La salud del padre de una de las turistas francesas asesinadas en San Lorenzo se agravó en las últimas semanas.

Jean Michel Bouvier, padre de Cassandre Bouvier, una de las turistas asesinadas en la quebrada de San Lorenzo en julio de 2011, se encuentra en estado delicado. Está internado desde el mes de julio cuando su salud se vio agravada.

El diario El Tribuno informó que Bouvier sufre problemas motrices en ambas piernas, diabetes y esclerosis combinada por médula espinal.

Bouvier se convirtió en un símbolo de la lucha contra la impunidad en la provincia desde que adoptó una postura diferente a la del resto de la familia de Cassandre y Houria Moumni, la otra víctima. El francés siempre aseguró que la Justicia salteña no había realizado un juicio correcto y nunca avaló la teoría de la culpabilidad de Santos Clemente Vera, encerrado tras haber sido absuelto.

Bouvier participó de las marchas de los viernes de la Comisión de Familiares Contra la Impunidad de Salta, visitó a Vera en la cárcel y fue un duro adversario de Juan Manuel Urtubey y la imagen de «linda» de Salta. En una carta abierta publicada el año pasado y dirigida al gobernador, el padre de Cassandre aseguró:

“Me he encontrado por primera vez con usted el 2 de agosto de 2011 en Salta. Los hermanos y una prima de Houria estaban allí, así como la madre, el hermano y la hermana de Cassandre. La presencia a nuestro lado del Embajador de Francia en la Argentina y del Cónsul General en Buenos Aires testimoniaron la voluntad del Estado francés de asistirnos en aquellos momentos de dolor agudo y, más allá de ello, de prepararnos para enfrentar los procedimientos policiales y judiciales comprometidos para desenmascarar a los autores y cómplices de estos asesinatos.

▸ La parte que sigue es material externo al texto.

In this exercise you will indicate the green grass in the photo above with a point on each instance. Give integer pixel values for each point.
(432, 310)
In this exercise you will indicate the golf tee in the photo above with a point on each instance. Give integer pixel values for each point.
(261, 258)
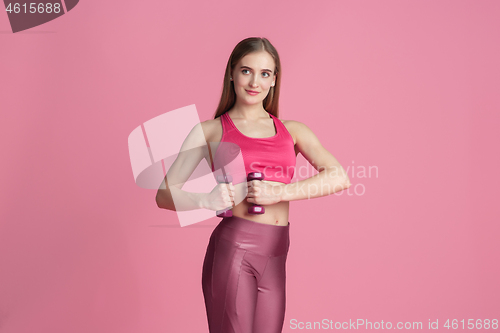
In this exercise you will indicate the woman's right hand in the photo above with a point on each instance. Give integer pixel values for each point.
(221, 197)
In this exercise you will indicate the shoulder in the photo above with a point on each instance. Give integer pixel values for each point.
(212, 128)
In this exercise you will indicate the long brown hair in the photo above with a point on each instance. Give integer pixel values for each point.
(246, 46)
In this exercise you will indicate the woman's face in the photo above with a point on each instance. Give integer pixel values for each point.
(254, 73)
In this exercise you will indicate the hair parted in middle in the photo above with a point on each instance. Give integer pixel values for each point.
(246, 46)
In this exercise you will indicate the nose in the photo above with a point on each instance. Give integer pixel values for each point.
(253, 81)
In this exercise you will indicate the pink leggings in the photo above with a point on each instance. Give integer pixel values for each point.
(244, 277)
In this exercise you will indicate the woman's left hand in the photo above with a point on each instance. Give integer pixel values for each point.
(263, 193)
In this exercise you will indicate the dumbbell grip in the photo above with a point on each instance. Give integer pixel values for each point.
(255, 209)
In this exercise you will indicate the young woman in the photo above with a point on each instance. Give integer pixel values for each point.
(243, 276)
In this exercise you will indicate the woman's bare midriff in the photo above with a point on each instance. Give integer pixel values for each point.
(276, 214)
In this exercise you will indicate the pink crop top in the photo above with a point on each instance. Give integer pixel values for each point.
(273, 156)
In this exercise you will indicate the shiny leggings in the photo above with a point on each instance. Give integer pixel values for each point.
(244, 277)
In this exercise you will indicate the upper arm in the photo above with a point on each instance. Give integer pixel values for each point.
(311, 148)
(192, 151)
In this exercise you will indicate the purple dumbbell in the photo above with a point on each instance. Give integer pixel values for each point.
(225, 212)
(255, 209)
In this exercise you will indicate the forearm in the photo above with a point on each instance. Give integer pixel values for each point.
(326, 182)
(183, 200)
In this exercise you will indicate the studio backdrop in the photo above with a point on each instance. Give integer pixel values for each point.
(403, 93)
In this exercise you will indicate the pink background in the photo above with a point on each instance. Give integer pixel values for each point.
(407, 87)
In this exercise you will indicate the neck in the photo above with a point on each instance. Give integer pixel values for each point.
(249, 112)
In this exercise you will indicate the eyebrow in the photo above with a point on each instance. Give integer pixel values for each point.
(267, 70)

Desde ese primer día me he esforzado por desencriptar, detrás de la fachada de hombre público, quién es usted realmente. He notado una cierta reserva en sus palabras y he podido juzgar una falta de empatía. He preferido colocar vuestra actitud bajo la cubierta de una forma de pudor. ¿Habría obrado yo mejor si usted hubiera sido el padre de Cassandre y yo el Gobernador?”.

“El último de nuestros encuentros ha tenido lugar el 18 de diciembre de 2015, justo después de mi entrevista con el doctor (Guillermo) Catalano, que acababa de ser nombrado por usted presidente de la Corte de Justicia de Salta. Algunos días antes yo había imaginado una estrategia para obligarlo a actuar y a salir de vuestra prudencia existencial. Fue así como le propuse que le pidiera al presidente MACRI una reunión a cuatro (él, usted, el Embajador y yo) cuyo objeto fuera el de reabrir la investigación en un marco de respeto a las personas y a las instituciones («una salida por lo alto», como decimos en Francia). Usted me dijo que sí. Un poco sorprendido por esta aceptación, más tarde, en nuestros intercambios, volví a poner sobre la mesa esta propuesta. Usted me dijo que sí por segunda vez. Doble mentira, porque algunos meses después usted me respondió que el acercamiento al presidente MACRI no sería posible (!)”.

“Vuestro crédito delante de mí es hoy cercano a cero. Sin embargo, yo no desespero jamás: cualquiera puede huir un día de sus responsabilidades y asumirlas al día siguiente”.

“Usted sabe como yo que hoy es posible realizar el retrato robot de una persona sobre la base de su ADN y orientar así las pesquisas para encontrarlo. Cuando le hablé a usted de la presencia de actores, activos o pasivos, en los asesinatos de Cassandre y Houria, sus respuestas no fueron las que razonablemente se podría esperar del más alto responsable de la Provincia. A lo mejor, las de un aficionado“.